Quatre ans après son divorce avec le chef Juan Arbelaez, Laury Thilleman s’est ouverte sur les défis qu’elle a rencontrés dans sa vie personnelle et professionnelle. Lors d’une interview dans le podcast Ressentir diffusé le 22 mai 2026, l’animatrice de 34 ans a partagé son parcours marqué par un épuisement émotionnel et des réflexions profondes sur son bien-être.
EN BREF
- Laury Thilleman revient sur son divorce avec Juan Arbelaez.
- Elle évoque un burn-out professionnel et une maltraitance psychologique.
- À 34 ans, elle fait de son bien-être une priorité.
Invitée par Jessica Troisfontaines, Laury Thilleman a évoqué les moments les plus difficiles de sa vie qui l’ont conduite à mettre un terme à sa relation avec Juan Arbelaez en 2022. Elle a exprimé un sentiment d’asphyxie totale dans sa vie personnelle et professionnelle, déclarant qu’elle tentait de fuir un mal-être en cherchant à exceller dans tout ce qu’elle entreprenait. Ce rythme, qu’elle décrit aujourd’hui comme « inhumain », a fini par avoir un coût sur sa santé mentale.
Un événement marquant a été un shooting pour la marque Etam, où elle s’est présentée avec des boutons, signe de son stress accumulé. « Je ne me sens pas bien, je n’ai pas la niaque », a-t-elle avoué, soulignant une boule au ventre persistante qui reflétait son état d’angoisse. Ce n’était pas seulement un épuisement physique, mais un signal d’alarme qui lui a fait prendre conscience des véritables raisons de son mal-être.
Laury a révélé qu’en parallèle de son burn-out, elle faisait face à la fin de sa relation avec Juan Arbelaez, qui a récemment annoncé la naissance de son premier enfant avec sa nouvelle compagne, Cassandre Verdier. Elle a partagé son expérience de maltraitance psychologique, expliquant comment elle avait longtemps minimisé son propre vécu. « Je ne me sentais pas légitime d’avoir mal parce que sur mon corps, je n’avais pas de bleus visibles », a-t-elle témoigné. Cette forme de violence, selon elle, est insidieuse et laisse des cicatrices invisibles.

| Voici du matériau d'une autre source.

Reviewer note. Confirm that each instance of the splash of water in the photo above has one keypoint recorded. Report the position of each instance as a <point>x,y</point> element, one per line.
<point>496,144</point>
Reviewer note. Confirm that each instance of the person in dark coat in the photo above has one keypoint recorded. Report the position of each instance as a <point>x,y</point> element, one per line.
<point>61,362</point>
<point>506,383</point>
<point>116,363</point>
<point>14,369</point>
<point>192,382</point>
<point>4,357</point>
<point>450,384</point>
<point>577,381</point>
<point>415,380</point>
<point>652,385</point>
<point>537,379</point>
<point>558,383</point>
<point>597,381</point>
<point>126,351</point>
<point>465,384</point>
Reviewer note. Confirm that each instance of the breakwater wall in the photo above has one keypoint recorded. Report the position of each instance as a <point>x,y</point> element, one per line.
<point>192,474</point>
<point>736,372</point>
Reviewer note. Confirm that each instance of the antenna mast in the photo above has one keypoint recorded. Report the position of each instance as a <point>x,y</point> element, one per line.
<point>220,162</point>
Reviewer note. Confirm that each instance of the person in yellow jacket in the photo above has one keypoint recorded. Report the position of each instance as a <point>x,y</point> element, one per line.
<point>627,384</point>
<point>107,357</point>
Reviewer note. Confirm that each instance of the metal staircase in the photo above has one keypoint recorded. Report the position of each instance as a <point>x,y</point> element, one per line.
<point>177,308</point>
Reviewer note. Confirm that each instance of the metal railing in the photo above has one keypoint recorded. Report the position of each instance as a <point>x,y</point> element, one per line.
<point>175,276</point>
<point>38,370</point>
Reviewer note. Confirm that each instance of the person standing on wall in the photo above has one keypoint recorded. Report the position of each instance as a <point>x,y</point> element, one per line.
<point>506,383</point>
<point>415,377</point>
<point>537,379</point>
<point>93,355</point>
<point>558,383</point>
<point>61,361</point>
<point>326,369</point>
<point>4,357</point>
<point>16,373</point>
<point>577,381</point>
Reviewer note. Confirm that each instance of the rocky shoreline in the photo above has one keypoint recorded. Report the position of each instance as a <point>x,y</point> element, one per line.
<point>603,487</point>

À l’âge de 34 ans, Laury Thilleman refuse de se conformer aux attentes sociétales concernant le mariage et la maternité. Dans une interview accordée à Paris Match en septembre 2025, elle avait déjà exprimé son désir de vivre selon ses propres termes. « Ce n’est pas une tare de vouloir rester seule et sans enfants », avait-elle déclaré, insistant sur l’importance de se concentrer sur soi-même avant de fonder une famille.
Elle a pris conscience qu’après dix ans à se dévouer aux autres, il était temps de faire de son bien-être sa priorité. « J’ai l’impression d’avoir beaucoup donné aux autres. Avant de construire, peut-être, une vie de famille, je veux m’offrir du temps pour moi-même », a-t-elle affirmé. Bien qu’elle ne ferme pas la porte à une éventuelle maternité, elle se laisse porter par le cours des événements, avec une attitude sereine face à l’avenir.

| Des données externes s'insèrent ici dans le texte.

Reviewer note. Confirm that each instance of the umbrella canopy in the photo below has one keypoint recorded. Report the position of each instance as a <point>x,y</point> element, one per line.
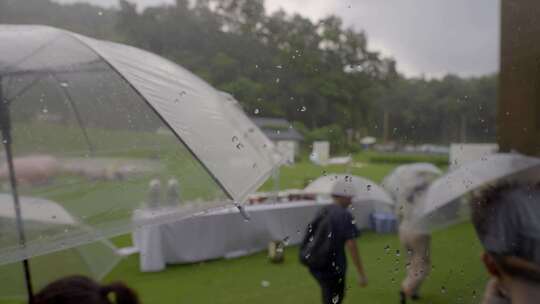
<point>368,140</point>
<point>405,178</point>
<point>261,142</point>
<point>81,102</point>
<point>94,260</point>
<point>365,190</point>
<point>445,201</point>
<point>407,185</point>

Ce témoignage poignant de Laury Thilleman soulève des questions sur la santé mentale et le bien-être émotionnel, notamment dans le contexte d’une pression sociale parfois écrasante. À travers son expérience, elle aspire à inspirer d’autres à prendre soin d’eux-mêmes et à reconnaître les signes de mal-être avant qu’ils ne deviennent ingérables.